The authors of a paper were asked to explain alleged plagiarism in a submitted and subsequently accepted manuscript. This was based on a Turnitin report showing 28% similarity between the submitted manuscript (Author B) and a previously published paper (Author A), and 37% similarity between a published manuscript (Author A) and a submitted manuscript (Author B). The authors came back with an expert opinion which pointed out the need for human interpretation of a Turnitin score, and the fact that certain valid factors may lead to an elevated similarity level. These could include: the use of common, specialist language; use of standardised language and layout for a paper in this field; very similar methods of operating and data collection in the two investigations; short word limits which reduces the number of ways that the same things can be said; and common references in a very specialist area. When these areas of commonality are taken out, it was suggested, the two papers had very few similarities. The expert suggested that one of the reasons that the comparison of Dr A’s paper with Dr B’s paper was higher than the comparison of Dr B’s paper with Dr A’s (37% vs 28%) was probably that there was a difference in length of almost 2000 words, so that a greater proportion of Dr A’s paper matched Dr B’s paper. Furthermore, a large number of similarities were generated by tables (which showed standard measures of the effectiveness of treatment), and there is no intellectual property in the format of a table.
Questions for COPE Council
- Is this still plagiarism?
- What does COPE think about the expert opinion provided by the authors?
- How should the journal proceed?
Advice on this case is from a small number of COPE Council Members. Most cases on the COPE website are presented to the COPE Forum where advice is offered by a wider group of COPE Members and COPE Council Members. Advice on individual cases is not formal COPE guidance.
The percentage of overlap of two papers is meaningless without detailed analysis of the manuscript. While an expected overlap between established terms and shared forms of language may account for some level of similarity, over 20% is quite high. However, the only way to adjudicate properly is to read the articles with the similarities highlighted to see where they are the same.
Text similarity may be assessed by considering the following items:
- Was the source cited and discussed? If so, this is less serious but citation alone is not sufficient. Directly copied text should be explicitly quoted.
- Is the source by the same authors? This is less serious, although it might still constitute a breach of copyright or redundant publication.
- Is the reuse only/mainly in the methods, which are commonly reproduced in scientific studies? Note: copying in the methods can be a problem if the copying article passes off a method as the author's own; the originator of the method should be attributed in the text and the source should be cited.
- Is the overlap largely due to shared references? This is less of an indication of problematic copying and it is often useful to run the similarity check with references excluded. Note: if mainly the same references are cited in the same order (and perhaps with the same format), this can be a sign of plagiarism.

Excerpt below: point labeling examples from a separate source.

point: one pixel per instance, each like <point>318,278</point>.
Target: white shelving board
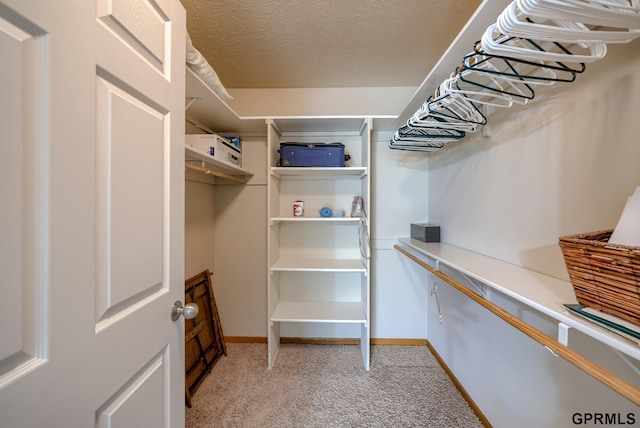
<point>329,312</point>
<point>300,264</point>
<point>191,153</point>
<point>314,173</point>
<point>541,292</point>
<point>314,219</point>
<point>210,110</point>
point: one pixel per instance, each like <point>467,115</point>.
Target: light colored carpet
<point>327,386</point>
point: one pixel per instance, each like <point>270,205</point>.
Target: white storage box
<point>219,147</point>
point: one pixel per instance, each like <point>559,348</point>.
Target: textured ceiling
<point>324,43</point>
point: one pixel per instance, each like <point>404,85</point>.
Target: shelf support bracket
<point>190,102</point>
<point>563,333</point>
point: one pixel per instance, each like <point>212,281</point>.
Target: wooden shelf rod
<point>611,380</point>
<point>215,173</point>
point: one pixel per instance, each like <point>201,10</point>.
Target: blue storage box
<point>310,155</point>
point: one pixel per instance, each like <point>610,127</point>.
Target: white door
<point>91,214</point>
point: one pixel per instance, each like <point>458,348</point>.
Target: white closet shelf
<point>319,173</point>
<point>322,312</point>
<point>206,108</point>
<point>193,154</point>
<point>316,219</point>
<point>541,292</point>
<point>308,264</point>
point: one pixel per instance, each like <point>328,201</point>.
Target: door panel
<point>130,223</point>
<point>22,179</point>
<point>92,183</point>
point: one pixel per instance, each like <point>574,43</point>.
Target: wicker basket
<point>605,276</point>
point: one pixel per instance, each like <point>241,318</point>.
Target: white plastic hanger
<point>493,42</point>
<point>514,21</point>
<point>611,13</point>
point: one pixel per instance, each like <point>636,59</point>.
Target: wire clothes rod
<point>609,379</point>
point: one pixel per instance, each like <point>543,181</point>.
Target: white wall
<point>240,246</point>
<point>564,164</point>
<point>399,198</point>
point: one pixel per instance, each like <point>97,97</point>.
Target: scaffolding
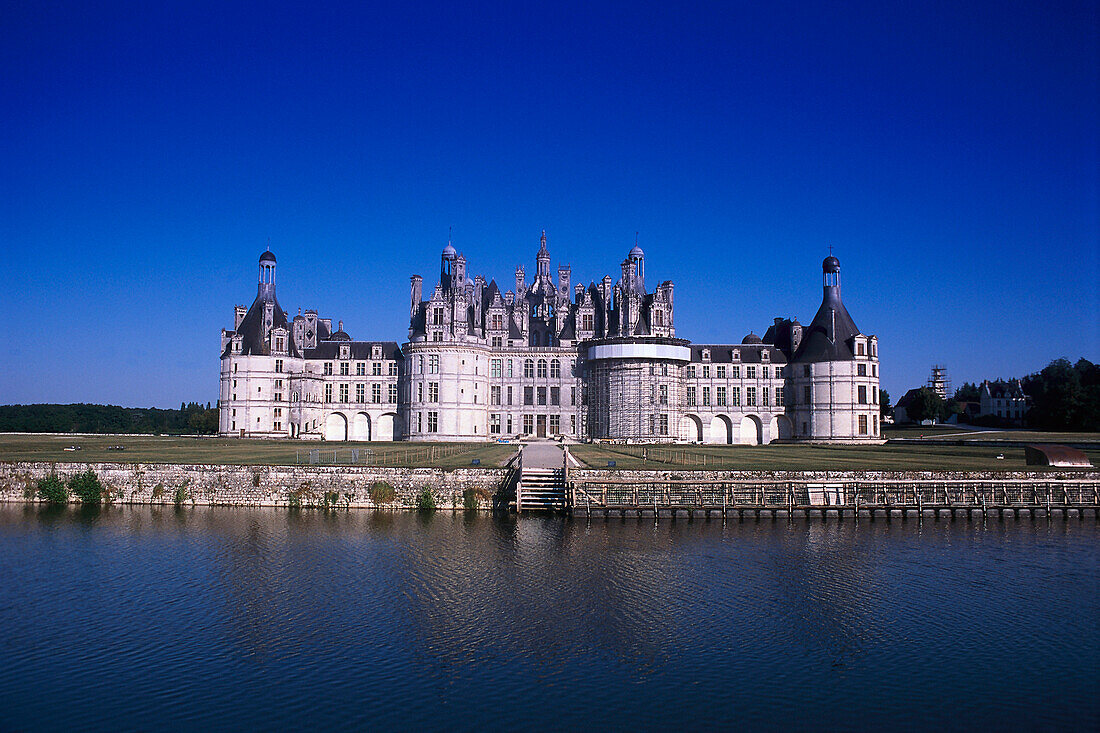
<point>938,381</point>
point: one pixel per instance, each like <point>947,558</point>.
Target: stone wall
<point>265,485</point>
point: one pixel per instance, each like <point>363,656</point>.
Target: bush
<point>382,492</point>
<point>426,500</point>
<point>87,488</point>
<point>53,490</point>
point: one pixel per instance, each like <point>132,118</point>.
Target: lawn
<point>811,458</point>
<point>157,449</point>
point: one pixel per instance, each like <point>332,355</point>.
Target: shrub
<point>87,488</point>
<point>182,494</point>
<point>426,500</point>
<point>53,490</point>
<point>382,492</point>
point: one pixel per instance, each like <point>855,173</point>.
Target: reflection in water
<point>254,617</point>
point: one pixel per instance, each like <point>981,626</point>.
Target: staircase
<point>541,490</point>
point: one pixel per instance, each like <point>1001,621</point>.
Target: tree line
<point>191,418</point>
<point>1064,396</point>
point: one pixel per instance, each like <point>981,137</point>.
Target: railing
<point>882,494</point>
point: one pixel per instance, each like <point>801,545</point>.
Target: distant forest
<point>191,418</point>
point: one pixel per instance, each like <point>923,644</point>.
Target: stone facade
<point>550,357</point>
<point>264,485</point>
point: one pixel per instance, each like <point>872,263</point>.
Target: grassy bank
<point>162,449</point>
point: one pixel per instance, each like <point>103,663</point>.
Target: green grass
<point>813,458</point>
<point>157,449</point>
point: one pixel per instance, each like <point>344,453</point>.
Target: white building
<point>598,361</point>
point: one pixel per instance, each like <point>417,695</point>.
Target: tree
<point>926,405</point>
<point>884,408</point>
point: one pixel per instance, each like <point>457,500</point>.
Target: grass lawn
<point>812,458</point>
<point>156,449</point>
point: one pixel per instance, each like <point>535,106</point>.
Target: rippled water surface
<point>140,617</point>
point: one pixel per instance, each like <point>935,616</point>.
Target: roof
<point>723,353</point>
<point>828,336</point>
<point>359,349</point>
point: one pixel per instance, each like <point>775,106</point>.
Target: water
<point>142,617</point>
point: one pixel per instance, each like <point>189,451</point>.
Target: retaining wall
<point>263,485</point>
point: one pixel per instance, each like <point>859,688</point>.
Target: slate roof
<point>828,336</point>
<point>723,353</point>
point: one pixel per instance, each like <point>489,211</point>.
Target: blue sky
<point>948,152</point>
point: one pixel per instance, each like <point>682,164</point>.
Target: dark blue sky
<point>947,151</point>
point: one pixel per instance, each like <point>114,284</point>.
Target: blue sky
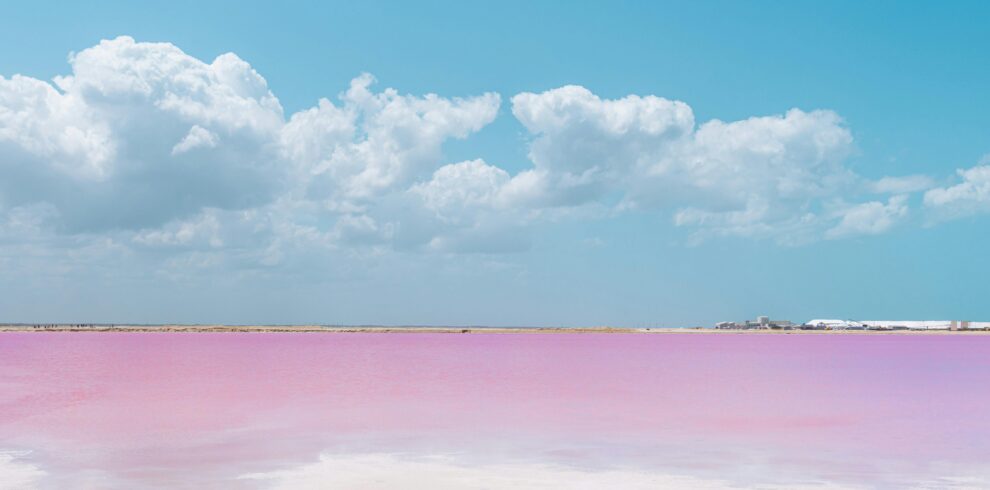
<point>574,206</point>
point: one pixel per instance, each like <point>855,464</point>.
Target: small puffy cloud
<point>968,197</point>
<point>376,143</point>
<point>902,185</point>
<point>459,186</point>
<point>870,218</point>
<point>143,148</point>
<point>196,138</point>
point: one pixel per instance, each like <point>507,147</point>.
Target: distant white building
<point>928,324</point>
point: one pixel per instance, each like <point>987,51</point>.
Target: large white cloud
<point>759,176</point>
<point>137,135</point>
<point>377,143</point>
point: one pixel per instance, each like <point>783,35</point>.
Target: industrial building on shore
<point>766,323</point>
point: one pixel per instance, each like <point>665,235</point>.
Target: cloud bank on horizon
<point>144,149</point>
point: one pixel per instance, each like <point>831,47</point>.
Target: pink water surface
<point>157,409</point>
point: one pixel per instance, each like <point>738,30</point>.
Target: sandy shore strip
<point>185,328</point>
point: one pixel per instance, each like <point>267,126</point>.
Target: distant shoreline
<point>452,330</point>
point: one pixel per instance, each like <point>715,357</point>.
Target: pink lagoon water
<point>419,410</point>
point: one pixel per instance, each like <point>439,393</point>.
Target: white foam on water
<point>389,471</point>
<point>17,474</point>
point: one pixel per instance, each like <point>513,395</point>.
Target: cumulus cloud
<point>151,150</point>
<point>968,197</point>
<point>377,143</point>
<point>870,218</point>
<point>763,176</point>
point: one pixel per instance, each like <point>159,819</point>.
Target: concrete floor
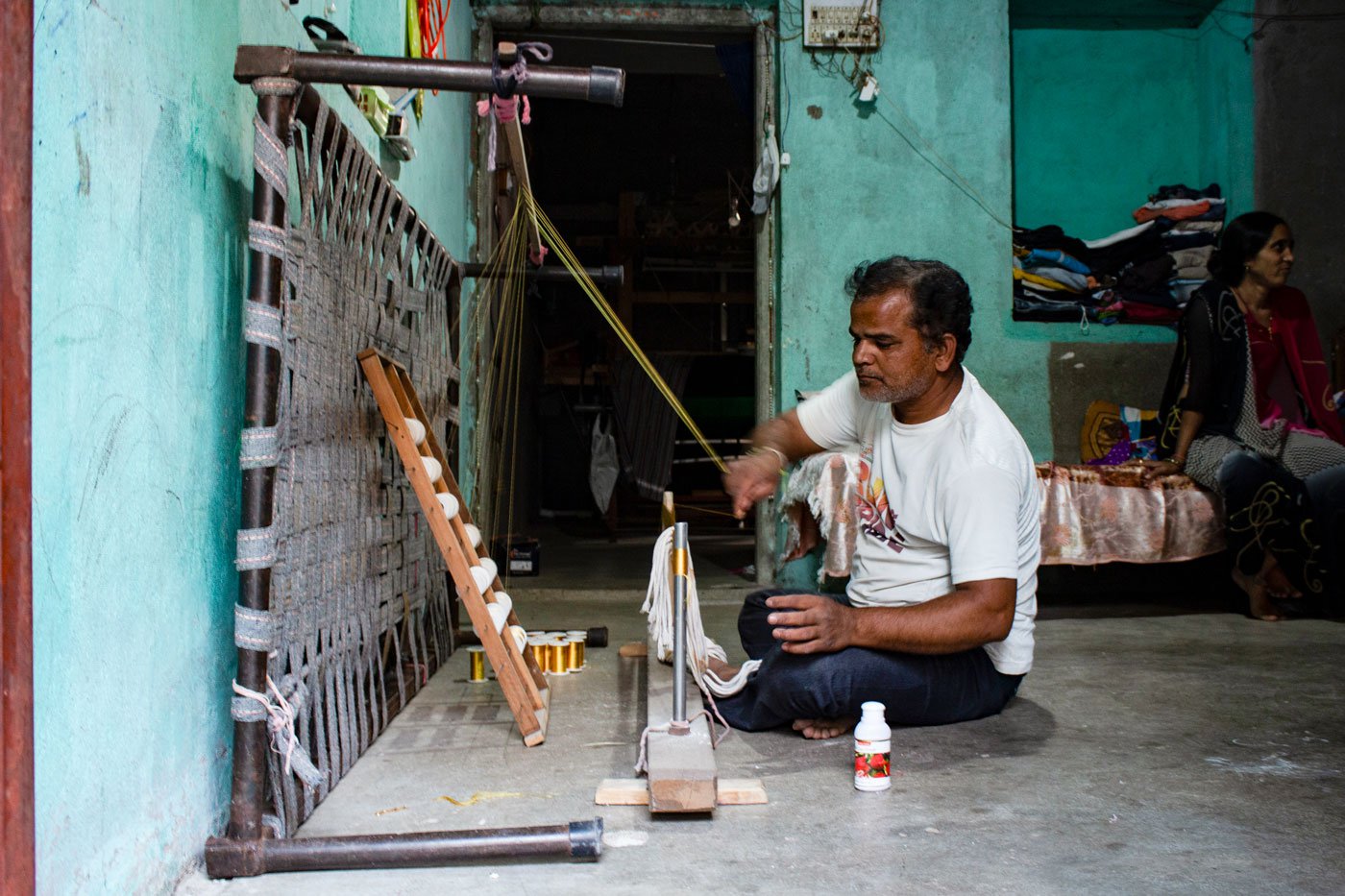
<point>1153,748</point>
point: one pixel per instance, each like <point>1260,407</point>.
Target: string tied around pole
<point>279,707</point>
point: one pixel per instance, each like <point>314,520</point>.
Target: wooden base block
<point>681,767</point>
<point>635,791</point>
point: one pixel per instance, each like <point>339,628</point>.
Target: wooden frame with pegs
<point>520,677</point>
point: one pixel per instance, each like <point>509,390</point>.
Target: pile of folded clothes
<point>1139,275</point>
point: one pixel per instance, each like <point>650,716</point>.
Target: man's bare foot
<point>823,728</point>
<point>723,670</point>
<point>1261,606</point>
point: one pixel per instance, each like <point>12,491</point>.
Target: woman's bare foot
<point>1261,606</point>
<point>823,728</point>
<point>1277,583</point>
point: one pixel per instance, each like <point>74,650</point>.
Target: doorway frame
<point>762,26</point>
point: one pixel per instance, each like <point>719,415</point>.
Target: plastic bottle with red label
<point>871,748</point>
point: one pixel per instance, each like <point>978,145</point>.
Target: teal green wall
<point>860,188</point>
<point>1102,117</point>
<point>141,184</point>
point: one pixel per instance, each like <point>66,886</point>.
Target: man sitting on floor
<point>938,619</point>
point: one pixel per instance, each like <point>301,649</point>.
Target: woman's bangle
<point>767,449</point>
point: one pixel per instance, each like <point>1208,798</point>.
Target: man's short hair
<point>941,301</point>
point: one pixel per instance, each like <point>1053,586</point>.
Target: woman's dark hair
<point>941,301</point>
<point>1239,244</point>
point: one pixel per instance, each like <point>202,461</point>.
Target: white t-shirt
<point>938,503</point>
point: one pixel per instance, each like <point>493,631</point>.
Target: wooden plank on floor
<point>681,767</point>
<point>635,791</point>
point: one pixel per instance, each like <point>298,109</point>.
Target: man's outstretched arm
<point>974,614</point>
<point>775,443</point>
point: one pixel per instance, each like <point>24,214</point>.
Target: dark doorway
<point>662,188</point>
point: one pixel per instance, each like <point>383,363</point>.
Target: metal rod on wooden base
<point>679,572</point>
<point>229,858</point>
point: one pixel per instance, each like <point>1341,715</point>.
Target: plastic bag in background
<point>602,465</point>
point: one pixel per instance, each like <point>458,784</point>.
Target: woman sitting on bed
<point>1248,413</point>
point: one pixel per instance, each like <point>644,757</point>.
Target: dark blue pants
<point>917,689</point>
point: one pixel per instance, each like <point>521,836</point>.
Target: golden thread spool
<point>575,651</point>
<point>477,660</point>
<point>557,658</point>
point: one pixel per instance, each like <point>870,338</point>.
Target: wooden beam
<point>16,815</point>
<point>681,767</point>
<point>635,791</point>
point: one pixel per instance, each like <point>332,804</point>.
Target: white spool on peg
<point>474,534</point>
<point>500,615</point>
<point>490,564</point>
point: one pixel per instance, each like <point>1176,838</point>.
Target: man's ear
<point>945,352</point>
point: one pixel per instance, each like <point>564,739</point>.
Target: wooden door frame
<point>16,814</point>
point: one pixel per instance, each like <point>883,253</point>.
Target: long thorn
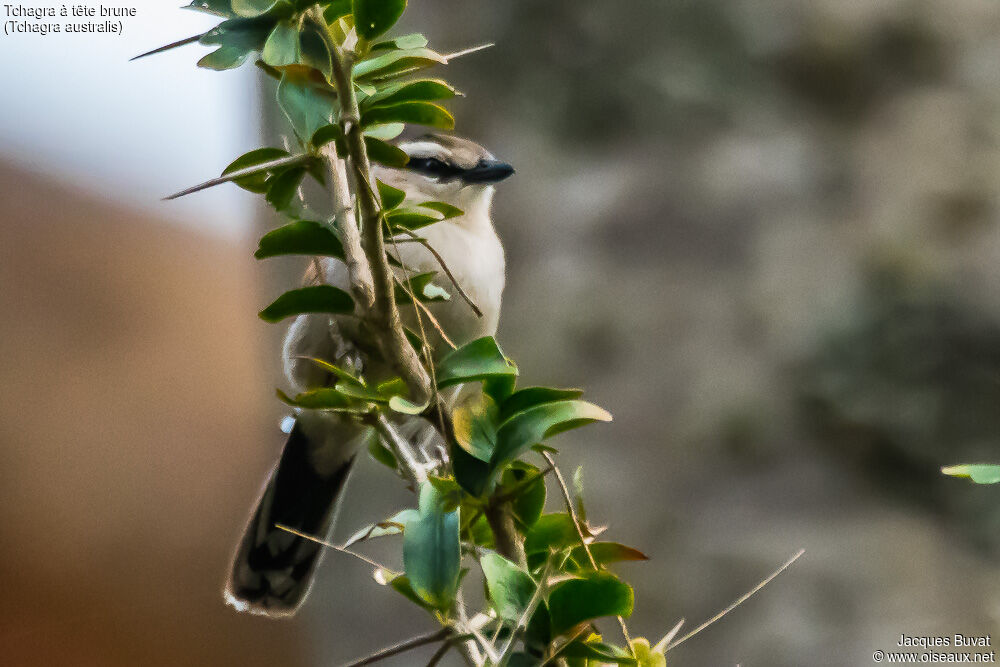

- Is the similarity in blocks or only in fragments? Copying blocks of text from one or a few sources is more serious than copying short parts of many sources, although the latter is still not good practice. Note: similarity that appears on the surface to be fragmentary can be due to the copying authors using paraphrasing and synonyms in an attempt to confound software checks.
- Is there any copying of results or discussion? Copying of results is evidence of fabrication and the authors' institution will need to be informed. Copying of the discussion is misleading, because authors cannot accurately discuss their own findings using the words of others.
- Was there copying of unique phrases only ever used in the source article? This removes the possibility that the similarity is due to using stock phrasing or both copying from a common source.
Regarding the authors’ 'expert' analysis, it is impossible to give much weight to this analysis without identifying features that would allow the journal to determine expertise or conflict of interest. In any event, the journal should do its own analysis of the results and, if necessary, call in its own expert to comment on the overlap. It is not unusual for a journal to send information to a referee and to ask an expert to read the papers to understand how the overlap reflects on the originality and uniqueness of the results.
Journals can allow authors the opportunity to revise the paper to reduce text similarity and to properly discuss similar articles, but they are not obliged to do so. The journal does not need to establish a formal finding of plagiarism to decide to not publish an article—high similarity alone can be sufficient, especially if the source is not cited and discussed, but this should be decided by a side-by-side comparison of the text and not by relying on the percentage match. The decision on how to proceed will depend on the level and nature of the copying, evidence that this was done knowingly, and any evidence of attempts to conceal this.
Plagiarism detection software can be run at various points in the review process and the editor should consider doing it prior to manuscript acceptance to avoid other potential issues, such as having to rescind an acceptance. The editor may want to adjust the settings used, for example, to exclude references when running comparisons.